It's not so much taking out as changing round. It's a personal preference but I like to do all push exercises together (chest, shoulders, triceps), all pull together (back) and legs. The thought alone of doing 5x5 on squats AND bench press in the same session tires me.

For example, when I was doing 5x5 a sample pull day would have been deads 5x5; rows 3x6; chins 3-4xF; curls 3x8.


----------



## Críostóir (Dec 12, 2009)

Hi m8 i do StrongLifts 5x5 been on it for 11 weeks now, you workout 3xweek; and noticed good results - if you wanna know more about this programme check this out


----------



## Littlerob (Dec 7, 2009)

rights, fo the first 3 weeks i think im just gonna stick to the stronglifts 5x5






*Workout A*
​




*Workout B*
​
*Squat** 5x5*

*Squat** 5x5*

*Bench Press** 5x5*

*Overhead Press** 5x5*

*Inverted Rows** 3xF*

*Deadlift** 1x5*

*Push-ups** 3xF*

*Pull-ups/Chin-ups** 3xF*

*Reverse Crunch** 3x12*

*Prone Bridges** 3x30sec*



As shown on the stronglifts website.

However, i feel like, as im stuck in a RUT with training, i feel like im neglecting training Arsms and more of chest like inlcine rpesses, flyes etc

Anything i could do? im gonna train 4 x per week, 2 lots of 5x5, and maybe another light session and 1 session of cardio

what ya think???


----------



## dmcc (Nov 25, 2007)

I think that if I were squatting twice a week I would die. Just my opinion but I don't like that workout at all, purely because of how physically taxing 5x5 is.


----------



## Littlerob (Dec 7, 2009)

ye i know what ya mean, if i sed those 2 workouts, what about 1 more workout like 'C', and then do them once per week, could i put a programme in like

Workout C

EZ bar bicep curl

French press

Preacher curls

Seated Row

Chest press

Concentrations

??

If i can get another Workout C, then id train A, B and C once per week then


----------



## dmcc (Nov 25, 2007)

You're still squatting twice a week though.
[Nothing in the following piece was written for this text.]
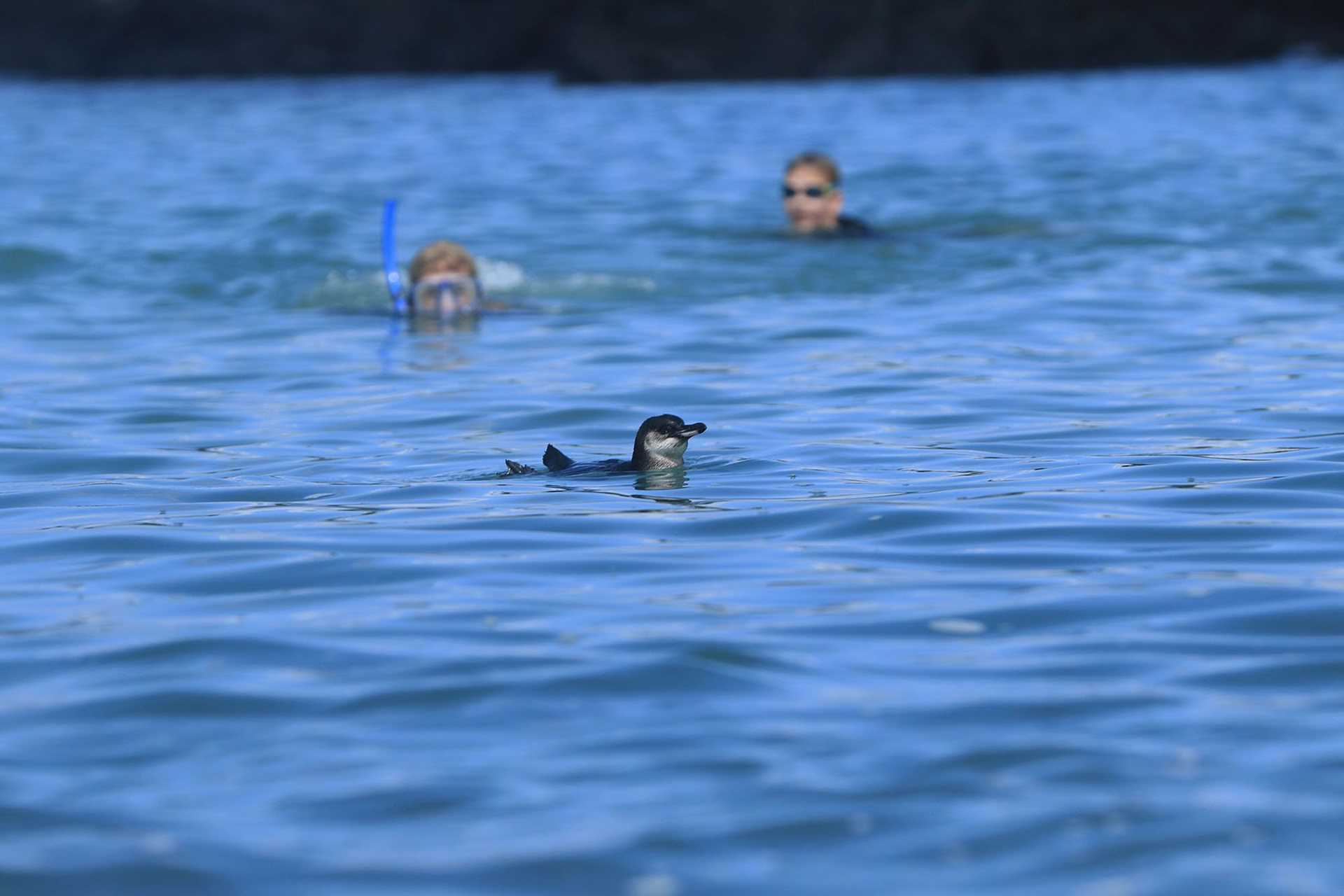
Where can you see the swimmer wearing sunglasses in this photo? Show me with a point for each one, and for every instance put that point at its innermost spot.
(812, 198)
(444, 281)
I know it's personal preference, but I would build a 5x5 routine around bench, deads and squats once a week each. You need the recovery time.


----------



## LiftHeavy (Oct 12, 2008)

Keep it simple and train push/pull/legs 5x5 and add one or 2 isolation exercises if you wish at 3x6-8 reps


----------



## Littlerob (Dec 7, 2009)

the push/pull/legs seem ok to think about. how about:

*Push*

*
*Flat DB Bench Press - 5x5

Incline DB bench press - 3x6-8

Military press - 5x5

Close-Grip Barbell Bench Press - 3x10

Dumbell Flyes or cable crossovers - 3 x 8-10

*Pull*

Deadlifts - 5x5

Rows (either barbell or inverted)- 5x5

Pull-Ups - 3xF

Barbell Curls - 3 x 6-10

Tricep pulldown - 3x8-10

*Legs*

*
*Barbell Squats - 5x5

SL Deadlift - 3 x 8-10

Leg Press - 3 x 10

Standing calf raises - 3x12-15

just got this example quickly from another blog. Wanna get this righta s im hoping to start tomorow and do a 6week intense programme to see results, taken before pics and got a little notepad to keep a log of kgs etc


----------



## Big Gunz (Jun 9, 2009)

I would do the stronglifts routine. Train 3 days per week (monday-workout A, wednesday B, friday A).

One of the main principles of 5X5 is freuquency, which requires squatting 2-3 times per week. Nothing serious. Start off light in the beginning to "break in" your body to the program.

Good luck.


----------



## Littlerob (Dec 7, 2009)

thanks for teh replies guys

i am so confused so many diff opinions and routines to choose from and theres no definite one for optimum results

well ill just get up tehre start light and give it a bash

cheers all


----------



## Jungle (Mar 9, 2009)

IMO i dont think its worth putting isolation exercises in a 5x5 routine


----------



## martin brown (Dec 31, 2008)

dmcc said:


> You're still squatting twice a week though. I know it's personal preference, but I would build a 5x5 routine around bench, deads and squats once a week each. You need the recovery time.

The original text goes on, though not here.